Baghdad: A huge crowd of mourners gathered in Iraq's capital Baghdad on Saturday to participate in a funeral procession for the Iranian military commander Qasem Soleimani, who was killed in a US airstrike ordered by President Donald Trump.
The crowd in Baghdad was also there to mourn the death of Abu Mahdi al-Muhandis, the second-in-command of Iraq's Popular Mobilization Front (PMF), who was also killed in the Friday airstrike near the Baghdad International Airport, the BBC reported. The gathering in Baghdad on Saturday marked the beginning of days of mourning for Soleimani, who was the head of the Quds Force of Iran's Islamic Revolution Guards Corps (IRGC).
Mourners started gathering in Baghdad from early Saturday morning, ahead of the start of the procession, waving Iraqi and militia flags and chanting "death to America".
The procession then snaked though the streets, some carrying portraits of Soleimani and some of Iran's supreme leader, Ayatollah Ali Khamenei.

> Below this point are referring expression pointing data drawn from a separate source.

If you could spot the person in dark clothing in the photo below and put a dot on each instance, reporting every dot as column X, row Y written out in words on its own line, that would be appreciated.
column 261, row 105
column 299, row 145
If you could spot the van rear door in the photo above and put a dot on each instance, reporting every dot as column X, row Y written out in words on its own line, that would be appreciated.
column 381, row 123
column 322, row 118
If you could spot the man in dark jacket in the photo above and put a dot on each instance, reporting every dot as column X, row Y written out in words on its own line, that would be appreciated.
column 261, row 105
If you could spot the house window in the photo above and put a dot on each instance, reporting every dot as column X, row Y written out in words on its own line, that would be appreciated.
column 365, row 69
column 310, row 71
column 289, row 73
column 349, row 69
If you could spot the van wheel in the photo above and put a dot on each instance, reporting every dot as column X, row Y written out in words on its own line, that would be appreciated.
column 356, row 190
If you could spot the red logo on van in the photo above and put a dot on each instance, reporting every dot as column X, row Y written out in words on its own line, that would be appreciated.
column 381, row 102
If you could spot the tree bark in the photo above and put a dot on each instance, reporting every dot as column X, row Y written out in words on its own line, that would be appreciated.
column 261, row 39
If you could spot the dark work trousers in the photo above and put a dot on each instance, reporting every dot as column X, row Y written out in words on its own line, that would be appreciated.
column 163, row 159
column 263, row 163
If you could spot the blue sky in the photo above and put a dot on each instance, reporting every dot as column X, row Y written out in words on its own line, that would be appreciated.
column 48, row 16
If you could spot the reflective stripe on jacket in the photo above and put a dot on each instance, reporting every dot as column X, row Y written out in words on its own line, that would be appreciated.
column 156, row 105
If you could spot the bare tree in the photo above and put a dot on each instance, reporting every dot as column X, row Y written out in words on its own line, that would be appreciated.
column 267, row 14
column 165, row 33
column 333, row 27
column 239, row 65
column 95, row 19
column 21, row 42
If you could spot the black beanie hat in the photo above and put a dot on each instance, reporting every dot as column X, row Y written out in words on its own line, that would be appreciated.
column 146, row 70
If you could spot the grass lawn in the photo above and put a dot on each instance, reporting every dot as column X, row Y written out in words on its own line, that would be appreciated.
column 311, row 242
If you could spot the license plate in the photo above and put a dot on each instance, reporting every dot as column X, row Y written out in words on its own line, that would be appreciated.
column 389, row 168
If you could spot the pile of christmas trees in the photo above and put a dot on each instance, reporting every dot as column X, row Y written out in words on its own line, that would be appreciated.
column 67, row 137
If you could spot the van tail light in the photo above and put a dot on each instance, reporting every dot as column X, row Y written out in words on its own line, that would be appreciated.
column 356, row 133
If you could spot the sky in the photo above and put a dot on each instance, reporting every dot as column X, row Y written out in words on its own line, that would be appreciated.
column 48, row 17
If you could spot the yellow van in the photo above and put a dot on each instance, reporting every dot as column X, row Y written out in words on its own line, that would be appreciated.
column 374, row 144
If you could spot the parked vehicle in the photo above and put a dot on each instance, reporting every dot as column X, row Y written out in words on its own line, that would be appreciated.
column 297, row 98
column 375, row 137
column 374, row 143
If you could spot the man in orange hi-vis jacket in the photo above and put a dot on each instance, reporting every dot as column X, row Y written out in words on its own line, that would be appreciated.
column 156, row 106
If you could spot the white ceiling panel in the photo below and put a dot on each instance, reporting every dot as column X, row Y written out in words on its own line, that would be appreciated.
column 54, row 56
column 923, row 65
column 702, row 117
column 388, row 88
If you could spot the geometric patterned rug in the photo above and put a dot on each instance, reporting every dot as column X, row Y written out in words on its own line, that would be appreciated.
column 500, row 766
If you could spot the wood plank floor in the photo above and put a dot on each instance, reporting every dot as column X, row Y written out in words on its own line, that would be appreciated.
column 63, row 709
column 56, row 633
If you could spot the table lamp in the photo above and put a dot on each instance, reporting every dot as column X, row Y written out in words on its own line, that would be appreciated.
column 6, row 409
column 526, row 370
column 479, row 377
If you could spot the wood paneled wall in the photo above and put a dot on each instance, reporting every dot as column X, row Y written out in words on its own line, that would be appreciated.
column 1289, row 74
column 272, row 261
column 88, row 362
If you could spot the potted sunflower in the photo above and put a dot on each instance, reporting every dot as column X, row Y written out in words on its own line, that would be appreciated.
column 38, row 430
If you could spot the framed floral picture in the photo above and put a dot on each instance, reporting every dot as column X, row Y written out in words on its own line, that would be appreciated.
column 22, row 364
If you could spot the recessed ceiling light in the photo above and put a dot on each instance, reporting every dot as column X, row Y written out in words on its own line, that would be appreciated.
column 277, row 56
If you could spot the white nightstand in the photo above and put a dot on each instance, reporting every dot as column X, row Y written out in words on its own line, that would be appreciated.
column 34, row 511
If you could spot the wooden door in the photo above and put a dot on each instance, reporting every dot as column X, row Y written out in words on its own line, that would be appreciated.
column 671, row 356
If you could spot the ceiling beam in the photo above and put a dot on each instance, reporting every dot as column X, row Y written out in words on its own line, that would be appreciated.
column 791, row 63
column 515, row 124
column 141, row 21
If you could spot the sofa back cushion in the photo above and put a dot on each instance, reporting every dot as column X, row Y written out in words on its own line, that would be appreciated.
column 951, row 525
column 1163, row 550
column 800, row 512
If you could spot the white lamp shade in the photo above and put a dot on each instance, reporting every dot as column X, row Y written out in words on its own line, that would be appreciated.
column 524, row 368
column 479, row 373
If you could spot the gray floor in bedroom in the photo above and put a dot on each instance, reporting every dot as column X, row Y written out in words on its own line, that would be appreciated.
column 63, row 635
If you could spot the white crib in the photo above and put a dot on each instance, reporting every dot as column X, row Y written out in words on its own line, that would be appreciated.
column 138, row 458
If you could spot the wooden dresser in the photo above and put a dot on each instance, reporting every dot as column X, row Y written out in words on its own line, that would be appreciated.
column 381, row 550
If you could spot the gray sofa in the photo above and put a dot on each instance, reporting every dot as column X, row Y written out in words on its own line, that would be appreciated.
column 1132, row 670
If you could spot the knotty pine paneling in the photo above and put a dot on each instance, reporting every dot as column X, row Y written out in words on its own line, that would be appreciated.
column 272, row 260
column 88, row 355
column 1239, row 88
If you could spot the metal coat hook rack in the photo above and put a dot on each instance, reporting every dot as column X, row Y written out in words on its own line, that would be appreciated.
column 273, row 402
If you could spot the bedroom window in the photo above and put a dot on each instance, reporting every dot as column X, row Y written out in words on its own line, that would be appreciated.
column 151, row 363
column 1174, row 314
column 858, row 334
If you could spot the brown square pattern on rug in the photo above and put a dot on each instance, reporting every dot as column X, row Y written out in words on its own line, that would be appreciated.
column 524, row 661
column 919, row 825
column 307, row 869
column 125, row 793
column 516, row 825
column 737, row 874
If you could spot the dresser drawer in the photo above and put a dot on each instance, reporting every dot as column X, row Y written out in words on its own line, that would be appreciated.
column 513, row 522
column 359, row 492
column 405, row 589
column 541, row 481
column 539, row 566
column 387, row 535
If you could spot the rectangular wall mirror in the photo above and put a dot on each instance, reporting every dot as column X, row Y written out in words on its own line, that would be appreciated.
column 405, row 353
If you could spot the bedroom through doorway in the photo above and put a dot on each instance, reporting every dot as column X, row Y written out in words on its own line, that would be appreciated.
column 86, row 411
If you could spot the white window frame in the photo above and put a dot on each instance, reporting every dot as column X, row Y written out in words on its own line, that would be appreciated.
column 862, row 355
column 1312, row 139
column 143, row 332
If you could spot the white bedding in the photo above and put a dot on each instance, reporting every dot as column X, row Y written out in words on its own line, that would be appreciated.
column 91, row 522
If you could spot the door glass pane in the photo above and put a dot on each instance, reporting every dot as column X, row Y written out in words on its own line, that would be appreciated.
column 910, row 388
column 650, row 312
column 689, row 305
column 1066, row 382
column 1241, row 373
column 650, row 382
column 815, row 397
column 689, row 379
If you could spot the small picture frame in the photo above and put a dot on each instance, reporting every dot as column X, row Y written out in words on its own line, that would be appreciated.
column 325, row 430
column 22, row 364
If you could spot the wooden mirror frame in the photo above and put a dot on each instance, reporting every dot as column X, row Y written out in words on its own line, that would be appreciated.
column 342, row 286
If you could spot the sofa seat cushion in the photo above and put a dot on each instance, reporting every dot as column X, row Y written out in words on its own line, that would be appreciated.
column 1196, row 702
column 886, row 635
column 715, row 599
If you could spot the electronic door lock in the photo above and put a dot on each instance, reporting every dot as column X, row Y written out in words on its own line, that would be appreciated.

Iran: US asked for proportionate response to killing
Tehran: Washington asked Tehran to respond "in proportion" after US forces killed top Iranian military commander Qasem Soleimani, the deputy commander of the Revolutionary Guards said. After the attack, the Americans "resorted to diplomatic measures... on Friday morning", Rear-Admiral Ali Fadavi told state TV that night. They "even said that if you want to get revenge, get revenge in proportion to what we did", he said, quoted on the broadcaster's website.